Organosilane Modification of Montmorillonite Clay: Characterization and its Influence on the Properties of Polyvinyl Alcohol Nanocomposite
A.M. Shanmugharaj, Sung Hun Ryu, May 2005
Montmorillonite clay has been treated with various concentrations of 3-aminopropyltriethoxysilane in various solvents such as water, tetrahydrofuran and toluene. Intercalation of aminosilanes between the clay layers have been confirmed from the increase in the average dspacing obtained from X-ray diffraction (XRD). The two peaks observed in the x-ray diffraction results of clay modified with organosilanes in the water medium confirms the intercalation of amino silane as well as the tactoid formation due to the surface interaction of the surface –OH groups with water. Presence of organosilanes in modified clays has been further confirmed from the –CH asymmetric and symmetric stretching of >CH2 groups at 2920 and at 2855 cm-1. The amount of exchanged cations between organosilanes and clay has been determined using thermogravimetric analysis (TGA).The influence of modified nanoclay on the mechanical properties of the polyvinyl alcohol nanocomposite have been investigated. Significant improvement in mechanical properties like modulus and tensile strength has been observed.
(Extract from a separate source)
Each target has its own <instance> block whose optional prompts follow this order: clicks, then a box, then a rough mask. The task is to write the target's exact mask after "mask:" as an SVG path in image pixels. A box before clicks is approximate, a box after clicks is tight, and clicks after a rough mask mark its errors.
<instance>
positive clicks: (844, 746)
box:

Evaluation of Momentary-Mold-Surface-Heating (MmSH) Process
Byung-Ohk Rhee, Chang-Soo Kim, Kevin Lee, Myung-Ho Kang, May 2005
In order to prevent molding defects such as weld-line, flow-mark, gas-mark, etc., various mold-surface-heating injection-molding technologies have been developed. The feasibility of these technologies depends upon the heating method. Electric heating is easy to implement and control. However, it increases cycle time due to deep thermal penetration under the mold surfaces. The patented MMSH process utilizes a flame heating with propane gas and heats the mold surfaces only. Since only the mold surfaces are heated, the mold can be cooled down quickly. It also improves the surface quality and the mold filling into a thin wall. In this experimental study, process variables such as cavity pressure, resin temperature and mold temperature are evaluated during the molding process. The process variables measured with and without flame heating are compared. The enhancement of surface quality by the MMSH process is also evaluated.